Wednesday, May 13, 2020

Pal Is Still Lost

In my rare pandemic peregrinations, I drive the same few routes over and over.
  • Local grocery store (Instacart does not work well there).
  • Further out grocery store  (where wine is sold).
  • Local hardware store (for bath strips and grab bars that husband now needs.) 
Masked up at all of them and in and out without dilly dallying.

Photo by Katy Buchanan
On the runs to the second (farther) store, I pass several versions of this sign.  Either "Pal Is Lost" or "Pal Still Lost."

You can see by the fading and running colors that the notices have been up for a while. It's now mid-May 2020; I think I've been seeing them since mid-April.

I hope Pal's people have found him or her, and have merely forgotten or neglected to take down the signs.

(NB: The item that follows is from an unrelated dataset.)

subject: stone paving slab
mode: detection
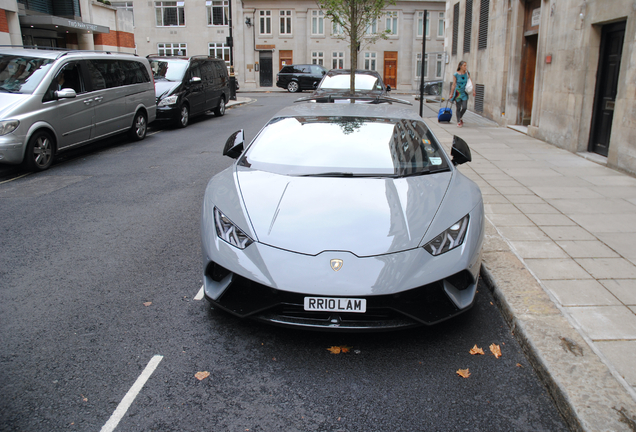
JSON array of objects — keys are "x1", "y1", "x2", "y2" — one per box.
[{"x1": 422, "y1": 99, "x2": 636, "y2": 431}]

That there are so many of them speaks to the love Pal's family has for this little cat.

For some reason, Pal reminds me of a chapter in "The Lion, the Witch and the Wardrobe," the opening tale in C.S. Lewis's "Chronicles of Narnia."

The chapter is titled "The Spell Begins to Break." The White Witch's terrible winter is nearing an end, yet she still maintains her power to turn Narnia's creatures to stone with a flick of her wand.

As the Witch and her dwarf (with captive Edmund in tow) slowly realize that her grip on winter is ending, they sledge along ever more slowly through Narnia's melting snow.

Father Christmas has already been by and the villains come upon a "a merry party" composed of squirrels, satyrs, a fox and a dwarf, all celebrating with meal of plum pudding and other delights.

It ends poorly for the little gathering. The Witch turns them to stone.

An increasingly remorseful Edmund thinks of of those small stone figures, "sitting there all the silent days and all the dark nights" until they just crumble away.
 
Right now, it seems the chances of Pal being found are crumbling, too.

Maybe the signs will come down. If not, they will continue to fade to illegibility, melancholy reminders of a beloved little cat, missing in all the silent days and all the dark nights.